Seventeen chemical elements make up the rare earths category. These elements have unique magnetic, luminescent, and electrochemical properties that allow technology companies to do such wonderful things as reduce weight, increase efficiency, cut emissions, and increase speed and durability, among other things. Your iPhone would be the size of a brick without them. Molycorp's products are vital to the modern world.
That, however, hasn't translated into a robust business. For example, Molycorp has lost money in four of the last five years. It lost $2.70 a share last year, up from a loss of $2.21 in 2013. And while sales increased through 2013, a modest positive when compared against the bottom line, 2014 saw a nearly 15% top-line decline. To be fair, spending on a key facility that will support long-term growth is partly to blame, but that's not the only reason for the red ink.
One of the biggest problems for Molycorp is pricing. China supplies roughly 85% of the rare earths used globally. The country has long used restrictions, quotas, and levies to control its rare earths industry. Because of its importance to the overall industry, these efforts, combined with broader economic and industry trends, have reeked havoc with pricing.
For example, between 2008 and 2011, the price for Lanthanum, used in the petroleum refining industry, increased over 1,100%. By the end of 2014, it had fallen 95% from that high. While that's an extreme example, the up-and-down trend is similar across all of Molycorp's businesses. It's also worth noting that there's a large black market for rare earths in China that also puts a damper on prices.

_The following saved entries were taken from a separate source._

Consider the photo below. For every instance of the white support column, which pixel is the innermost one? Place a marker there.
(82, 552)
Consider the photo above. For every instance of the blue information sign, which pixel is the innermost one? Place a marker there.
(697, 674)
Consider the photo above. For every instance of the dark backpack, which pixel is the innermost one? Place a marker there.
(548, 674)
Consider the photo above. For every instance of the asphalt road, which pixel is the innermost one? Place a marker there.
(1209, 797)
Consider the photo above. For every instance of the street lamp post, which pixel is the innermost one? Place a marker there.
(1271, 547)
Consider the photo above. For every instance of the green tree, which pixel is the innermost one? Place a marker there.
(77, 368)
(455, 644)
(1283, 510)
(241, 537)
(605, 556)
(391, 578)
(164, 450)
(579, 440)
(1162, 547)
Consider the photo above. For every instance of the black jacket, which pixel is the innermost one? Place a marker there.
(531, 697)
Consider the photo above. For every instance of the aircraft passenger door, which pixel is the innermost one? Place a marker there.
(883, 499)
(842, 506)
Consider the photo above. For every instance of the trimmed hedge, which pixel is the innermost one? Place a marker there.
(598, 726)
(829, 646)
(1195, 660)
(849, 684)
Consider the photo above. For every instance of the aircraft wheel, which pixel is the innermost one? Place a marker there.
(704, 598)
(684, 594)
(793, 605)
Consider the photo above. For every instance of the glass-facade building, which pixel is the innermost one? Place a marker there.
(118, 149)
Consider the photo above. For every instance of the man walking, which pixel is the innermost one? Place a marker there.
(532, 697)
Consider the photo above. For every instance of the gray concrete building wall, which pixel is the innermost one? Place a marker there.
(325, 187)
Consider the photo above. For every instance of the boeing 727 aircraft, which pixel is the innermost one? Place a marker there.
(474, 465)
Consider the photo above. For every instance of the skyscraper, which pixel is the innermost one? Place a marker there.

Despite this huge industry negative, investors were recently cheering a decade-long supply deal with Siemens for rare earths that will go in the industrial giant's windmills, bidding up Molycorp shares over 70% on the news. It is, indeed, good news, though terms of the agreement weren't released. However, this one deal won't materially change the big picture at Molycorp. And volatile pricing is just one piece of the equation.
For example, Molycorp has had to address a "going concern" statement made by its auditors. CFO Michael Doolan provided details during the fourth-quarter conference call: "As we have discussed, we have incurred and will continue to incur operating losses due to continuing softness in product pricing, inconsistent or depressed demand for our products and the delayed ramp up of operations at our Mountain Pass facility. We do have a substantial amount of debt including approximately $206 million convertible notes maturing in 2016 and have significant capital requirements including interest payments."
In other words, Molycorp doesn't make money and isn't expecting to make any in the near future. In fact, interest payments alone ate up roughly 35% of the company's revenue last year. That's a huge hurdle to overcome while you're still trying to build out a key facility. One deal, even though it's with an international giant like Siemens, won't change the debt overhang, here. And it certainly won't do anything to alter industry pricing.
Best left to others
Tiny Molycorp is careening on the edge of solvency in an industry that's seen pricing collapse. It's no wonder shares trade for less than $1. Although the upside potential is huge if commodity prices recover in time to keep Molycorp's doors open, the Siemens deal isn't likely to be the turning point. All but the most aggressive investors should stay on the sidelines for this one.